September 16, 2018 at 8:13 pm
Katie’s Mom explained Katie’s condition so well that it is possible to hear the very sounds of their days and to see the medical machinery everywhere and the medicine bottle stacked neatly on the counter.Thank you for sharing your journey with all of us. I will be more inspired to make sure I never forget my prayers for Katie! Katie has long since won so many of us over to her cause and inspired us all with her can do spirit. To know she moved forward in all the plays she had been in and to see how successful she is makes me ashamed of myself for complaining about my own conditions from time to time. I could feel the frustration of both Katie and her mom with the sometimes overwhelming work involved with her condition.However they have ,neither one ,ever give. Into disappointment that kept them from continuing to move forward in positivity.They both share their Mother and grandmother,Aline’s resolve and determination to tackle this condition head on with every intention of being victorious.

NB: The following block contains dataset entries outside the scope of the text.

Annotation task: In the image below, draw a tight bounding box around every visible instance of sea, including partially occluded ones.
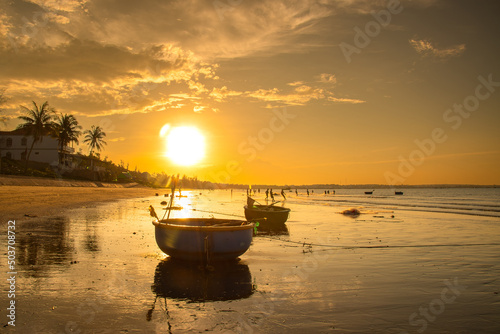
[0,188,500,334]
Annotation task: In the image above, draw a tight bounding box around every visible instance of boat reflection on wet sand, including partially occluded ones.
[151,258,254,302]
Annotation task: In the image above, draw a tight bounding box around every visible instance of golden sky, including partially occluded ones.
[0,0,500,184]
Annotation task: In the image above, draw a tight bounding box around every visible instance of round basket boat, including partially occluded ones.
[153,218,254,262]
[244,205,290,225]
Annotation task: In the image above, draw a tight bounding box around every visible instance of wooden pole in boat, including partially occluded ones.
[165,177,177,220]
[162,176,176,220]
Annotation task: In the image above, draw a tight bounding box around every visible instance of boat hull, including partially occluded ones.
[153,218,254,262]
[244,205,290,225]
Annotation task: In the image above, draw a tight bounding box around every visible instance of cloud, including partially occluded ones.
[409,39,465,59]
[319,73,337,84]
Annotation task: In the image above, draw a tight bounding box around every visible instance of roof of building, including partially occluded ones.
[0,129,29,136]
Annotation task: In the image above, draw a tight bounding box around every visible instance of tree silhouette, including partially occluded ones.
[83,125,106,170]
[54,114,82,163]
[17,101,55,173]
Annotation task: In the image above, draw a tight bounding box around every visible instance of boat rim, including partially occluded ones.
[153,218,255,231]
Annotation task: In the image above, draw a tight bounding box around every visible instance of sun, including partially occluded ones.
[161,126,205,166]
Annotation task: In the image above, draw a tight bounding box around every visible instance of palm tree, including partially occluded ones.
[17,101,55,173]
[83,125,106,167]
[0,89,7,174]
[54,114,82,163]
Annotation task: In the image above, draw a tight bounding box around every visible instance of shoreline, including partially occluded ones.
[0,176,158,224]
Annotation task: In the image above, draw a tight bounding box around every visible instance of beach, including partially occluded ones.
[0,187,500,333]
[0,176,155,223]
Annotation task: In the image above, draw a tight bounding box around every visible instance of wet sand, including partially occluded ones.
[0,191,500,334]
[0,176,155,224]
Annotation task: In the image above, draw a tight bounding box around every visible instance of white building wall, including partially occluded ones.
[0,134,59,164]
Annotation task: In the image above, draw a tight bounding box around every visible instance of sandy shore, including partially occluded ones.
[0,176,157,223]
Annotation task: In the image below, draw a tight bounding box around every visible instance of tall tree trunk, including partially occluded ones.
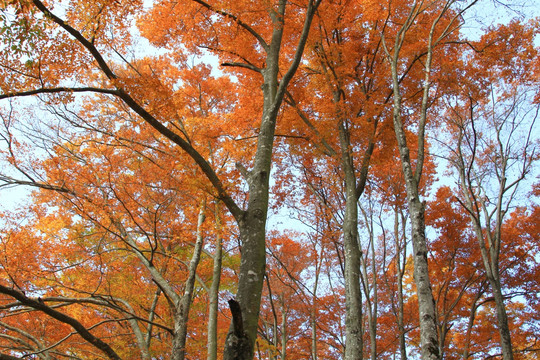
[339,122,364,360]
[171,199,206,360]
[206,202,223,360]
[224,0,321,360]
[394,206,407,360]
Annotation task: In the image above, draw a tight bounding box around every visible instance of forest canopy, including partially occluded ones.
[0,0,540,360]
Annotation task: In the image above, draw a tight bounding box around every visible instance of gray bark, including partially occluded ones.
[339,122,364,360]
[224,0,321,360]
[206,203,223,360]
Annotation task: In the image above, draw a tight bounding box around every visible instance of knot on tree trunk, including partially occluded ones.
[225,299,252,360]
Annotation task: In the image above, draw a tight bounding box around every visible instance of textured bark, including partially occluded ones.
[383,5,440,360]
[394,207,407,360]
[339,122,364,360]
[171,200,206,360]
[224,0,321,360]
[206,204,223,360]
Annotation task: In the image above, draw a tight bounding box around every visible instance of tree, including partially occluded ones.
[383,1,474,360]
[0,0,320,359]
[438,22,539,359]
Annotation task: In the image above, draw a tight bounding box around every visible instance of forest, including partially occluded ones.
[0,0,540,360]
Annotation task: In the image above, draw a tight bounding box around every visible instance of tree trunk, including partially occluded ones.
[339,122,364,360]
[207,202,223,360]
[224,0,321,360]
[171,199,206,360]
[394,206,407,360]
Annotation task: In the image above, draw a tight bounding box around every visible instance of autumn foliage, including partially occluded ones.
[0,0,540,360]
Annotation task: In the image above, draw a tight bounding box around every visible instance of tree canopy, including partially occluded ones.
[0,0,540,360]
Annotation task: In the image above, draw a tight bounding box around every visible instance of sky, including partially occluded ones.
[0,0,540,215]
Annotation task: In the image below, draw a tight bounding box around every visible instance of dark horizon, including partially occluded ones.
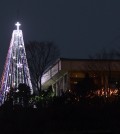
[0,0,120,76]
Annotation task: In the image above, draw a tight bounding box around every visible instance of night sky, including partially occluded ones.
[0,0,120,75]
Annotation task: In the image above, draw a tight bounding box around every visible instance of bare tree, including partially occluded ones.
[26,41,60,93]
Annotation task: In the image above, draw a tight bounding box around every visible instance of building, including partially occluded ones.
[42,58,120,96]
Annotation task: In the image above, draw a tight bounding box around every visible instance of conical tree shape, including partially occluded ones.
[0,22,33,103]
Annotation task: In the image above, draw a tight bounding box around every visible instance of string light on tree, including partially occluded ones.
[0,22,33,103]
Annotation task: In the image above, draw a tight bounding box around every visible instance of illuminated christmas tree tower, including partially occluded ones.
[0,22,33,103]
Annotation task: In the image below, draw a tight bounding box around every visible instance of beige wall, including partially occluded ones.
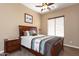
[0,4,41,51]
[41,4,79,47]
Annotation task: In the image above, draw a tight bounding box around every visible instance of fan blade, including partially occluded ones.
[36,6,42,7]
[48,3,54,6]
[47,7,51,10]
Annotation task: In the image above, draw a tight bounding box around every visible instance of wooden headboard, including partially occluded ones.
[19,25,37,37]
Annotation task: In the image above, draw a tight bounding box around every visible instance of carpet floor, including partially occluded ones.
[4,46,79,56]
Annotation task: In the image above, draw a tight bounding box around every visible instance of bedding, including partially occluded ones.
[21,35,62,55]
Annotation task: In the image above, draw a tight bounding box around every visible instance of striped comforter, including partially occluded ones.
[20,35,62,55]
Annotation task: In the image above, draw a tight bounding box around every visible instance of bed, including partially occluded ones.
[19,25,64,56]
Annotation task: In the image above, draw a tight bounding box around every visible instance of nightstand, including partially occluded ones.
[4,39,21,53]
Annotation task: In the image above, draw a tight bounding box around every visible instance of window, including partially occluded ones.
[48,17,64,37]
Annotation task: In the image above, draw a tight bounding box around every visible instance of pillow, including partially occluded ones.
[24,31,30,36]
[30,30,37,36]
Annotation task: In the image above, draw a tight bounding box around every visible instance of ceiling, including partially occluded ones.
[23,3,75,14]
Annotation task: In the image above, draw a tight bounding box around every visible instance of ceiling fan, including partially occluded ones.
[36,3,54,12]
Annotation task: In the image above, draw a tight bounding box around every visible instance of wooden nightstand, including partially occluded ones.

I must say I have overwhelming respect for these strong women and their trust in God and all that is good that they will overcome this medical issue!!!👏🏻👏🏻👏🏻👏🏻👏🏻👏🏻💞💝😘🤗🙏🏻👼🏼😇😍😘
September 22, 2018 at 8:47 pm
This entire piece is utterly well done, but this, “It means that doubts sneak in the closer we get to adulthood, because the world is not set up to reward a life that has been lived in the present. The world wants to know where you are going and when you will get there, and what you’ve done to deserve it.” Wow–this. Love this way you expressed this.